The "found footage" documentary style of film has had many low lights and some high lights since The Blair Witch Project was unleashed back in 1999. Since then, the field of horror has predominately attempted to take advantage of the "real events" myth that this genre brings to the audience, hopefully reinforcing the scares for them.

Writer/Director Brent Bell follows up his 2006 slasher Stay Alive with this demonic possession tale of a young woman - Andrade in typical plucky "talk to camera" heroine mode - who seeks the truth about her mother and the murders that she committed during an attempted exorcism performed on herself.

For once, the aspect of having a camera present throughout the whole proceedings is somewhat believable as its director/cameraman is after the money shots for his documentary. There's no real reason for you to scream at the screen to "drop the camera and run away" like Blair Witch or Cloverfield as this guy has money and success driving him on to continue filming when most sane people would have run a mile at the first sight of a contorted body spewing profanities in multiple languages.

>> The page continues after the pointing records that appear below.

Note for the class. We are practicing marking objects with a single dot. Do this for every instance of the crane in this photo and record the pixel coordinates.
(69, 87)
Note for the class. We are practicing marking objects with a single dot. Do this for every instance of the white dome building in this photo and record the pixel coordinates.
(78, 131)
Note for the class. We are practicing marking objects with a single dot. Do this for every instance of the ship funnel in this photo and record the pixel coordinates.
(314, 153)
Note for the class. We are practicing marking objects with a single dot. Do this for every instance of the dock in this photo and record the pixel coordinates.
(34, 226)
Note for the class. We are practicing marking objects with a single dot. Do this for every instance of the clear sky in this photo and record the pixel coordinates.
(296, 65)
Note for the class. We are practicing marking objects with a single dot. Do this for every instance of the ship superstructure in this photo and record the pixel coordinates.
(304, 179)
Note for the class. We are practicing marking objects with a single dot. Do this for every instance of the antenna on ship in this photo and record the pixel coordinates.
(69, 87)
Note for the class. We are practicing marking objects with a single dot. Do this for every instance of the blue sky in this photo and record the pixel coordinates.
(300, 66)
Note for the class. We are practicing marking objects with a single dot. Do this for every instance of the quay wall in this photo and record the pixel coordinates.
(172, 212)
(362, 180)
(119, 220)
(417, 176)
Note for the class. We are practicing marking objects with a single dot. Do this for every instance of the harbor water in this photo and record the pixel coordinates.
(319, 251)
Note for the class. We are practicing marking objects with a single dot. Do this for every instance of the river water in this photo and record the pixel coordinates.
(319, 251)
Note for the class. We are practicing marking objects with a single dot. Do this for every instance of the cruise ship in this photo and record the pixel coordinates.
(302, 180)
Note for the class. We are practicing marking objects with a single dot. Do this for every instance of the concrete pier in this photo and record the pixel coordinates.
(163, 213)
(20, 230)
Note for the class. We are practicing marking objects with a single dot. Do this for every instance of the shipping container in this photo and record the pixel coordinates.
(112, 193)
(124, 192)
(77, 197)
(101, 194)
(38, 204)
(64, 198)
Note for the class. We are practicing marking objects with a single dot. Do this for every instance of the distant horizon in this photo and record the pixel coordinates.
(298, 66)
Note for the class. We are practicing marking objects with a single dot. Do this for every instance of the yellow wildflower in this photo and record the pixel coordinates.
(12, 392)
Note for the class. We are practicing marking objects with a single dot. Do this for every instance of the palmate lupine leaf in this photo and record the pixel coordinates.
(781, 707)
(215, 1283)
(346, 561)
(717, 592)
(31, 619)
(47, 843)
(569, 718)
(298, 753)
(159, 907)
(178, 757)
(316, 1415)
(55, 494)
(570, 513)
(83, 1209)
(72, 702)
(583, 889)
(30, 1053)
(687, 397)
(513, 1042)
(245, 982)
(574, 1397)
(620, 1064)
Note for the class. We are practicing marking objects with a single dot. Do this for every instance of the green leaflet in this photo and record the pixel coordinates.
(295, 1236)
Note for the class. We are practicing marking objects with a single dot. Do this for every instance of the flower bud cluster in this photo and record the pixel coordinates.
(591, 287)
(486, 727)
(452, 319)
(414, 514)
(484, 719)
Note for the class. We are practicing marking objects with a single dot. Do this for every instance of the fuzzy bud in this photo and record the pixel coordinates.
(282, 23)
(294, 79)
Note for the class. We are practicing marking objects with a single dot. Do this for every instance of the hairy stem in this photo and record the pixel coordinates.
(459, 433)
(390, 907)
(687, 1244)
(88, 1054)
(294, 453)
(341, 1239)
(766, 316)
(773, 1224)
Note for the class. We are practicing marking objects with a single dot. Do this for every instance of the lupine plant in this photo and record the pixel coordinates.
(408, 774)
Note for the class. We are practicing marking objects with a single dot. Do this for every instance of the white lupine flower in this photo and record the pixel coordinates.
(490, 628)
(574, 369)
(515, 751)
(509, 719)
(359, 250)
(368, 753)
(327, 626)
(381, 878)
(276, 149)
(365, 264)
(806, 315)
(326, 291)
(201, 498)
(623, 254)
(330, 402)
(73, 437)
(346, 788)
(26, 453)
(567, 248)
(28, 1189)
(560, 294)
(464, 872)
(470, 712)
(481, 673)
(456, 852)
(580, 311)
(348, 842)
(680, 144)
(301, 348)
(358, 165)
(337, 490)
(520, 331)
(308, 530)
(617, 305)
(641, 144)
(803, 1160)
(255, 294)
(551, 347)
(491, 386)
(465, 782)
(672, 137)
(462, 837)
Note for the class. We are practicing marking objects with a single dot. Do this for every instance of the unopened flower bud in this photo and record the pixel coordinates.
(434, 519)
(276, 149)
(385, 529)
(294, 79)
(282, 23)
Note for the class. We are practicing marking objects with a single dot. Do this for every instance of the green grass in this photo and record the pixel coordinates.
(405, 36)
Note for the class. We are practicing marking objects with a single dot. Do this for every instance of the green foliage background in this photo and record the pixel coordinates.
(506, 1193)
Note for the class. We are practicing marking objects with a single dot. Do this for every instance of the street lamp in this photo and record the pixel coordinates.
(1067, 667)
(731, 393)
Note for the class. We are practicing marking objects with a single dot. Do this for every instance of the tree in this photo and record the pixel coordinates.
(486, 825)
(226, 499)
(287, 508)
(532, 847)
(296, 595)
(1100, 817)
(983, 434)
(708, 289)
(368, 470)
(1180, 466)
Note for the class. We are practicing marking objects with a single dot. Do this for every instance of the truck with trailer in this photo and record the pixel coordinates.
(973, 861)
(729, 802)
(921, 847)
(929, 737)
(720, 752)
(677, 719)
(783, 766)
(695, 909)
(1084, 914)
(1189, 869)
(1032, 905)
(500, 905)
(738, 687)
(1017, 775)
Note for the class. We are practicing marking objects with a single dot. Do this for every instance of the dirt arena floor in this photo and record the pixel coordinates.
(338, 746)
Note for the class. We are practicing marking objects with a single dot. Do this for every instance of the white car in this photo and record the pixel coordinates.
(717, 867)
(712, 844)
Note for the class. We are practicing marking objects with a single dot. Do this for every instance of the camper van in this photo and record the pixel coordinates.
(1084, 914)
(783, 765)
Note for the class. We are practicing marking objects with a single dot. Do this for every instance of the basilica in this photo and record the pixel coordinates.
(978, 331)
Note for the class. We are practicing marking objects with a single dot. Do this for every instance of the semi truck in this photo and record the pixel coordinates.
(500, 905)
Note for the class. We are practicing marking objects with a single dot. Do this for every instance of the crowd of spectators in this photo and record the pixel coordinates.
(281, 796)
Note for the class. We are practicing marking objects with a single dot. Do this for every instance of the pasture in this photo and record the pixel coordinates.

There's really nothing new here that hasn't been explored before in the likes of the superior The Exorcism Of Emily Rose or the grandaddy of them all, The Exorcist, but that's not to say that there aren't some nice touches thrown in amongst the well-trodden path it walks down. The first meet between daughter and her mental institutionalised mother is a wonderful example of tension-building to the point that when the possibly-possessed mother beckons her daughter nearer and then drags her own chair across the floor towards her, you're whispering to yourself for her to get out of the room pronto.

Where the film lets itself down is its "twist finale" that presumably Brent Bell thought would give this film the legs that Paranormal Activity was given with its final 30 second sequence that opened up the door to it becoming a franchise. Not giving anything away, it makes a huge, hitherto undiscussed leap plot-wise, that is not explained but more shouted out in all the confusion and barely caught on camera for the audience to digest. It's not exactly rocket science or a brain teaser, but it would have been a nice touch if the characters had taken a moment to digest what was going on rather than just scream at each other and make a decision that even busty blonde's in slasher flicks would have questioned.

An idea with merit but stereo-typing and cliches drag down the benefits of the unusual Rome setting and the depiction of the Church trying to bury such things to an overall missed opportunity. And the whole ending, just like the final 30 seconds of Paranormal Activity, ruins everything that went before it, just leaving a bad taste in your mouth rather than a sequel or prequel or an explanation of some kind.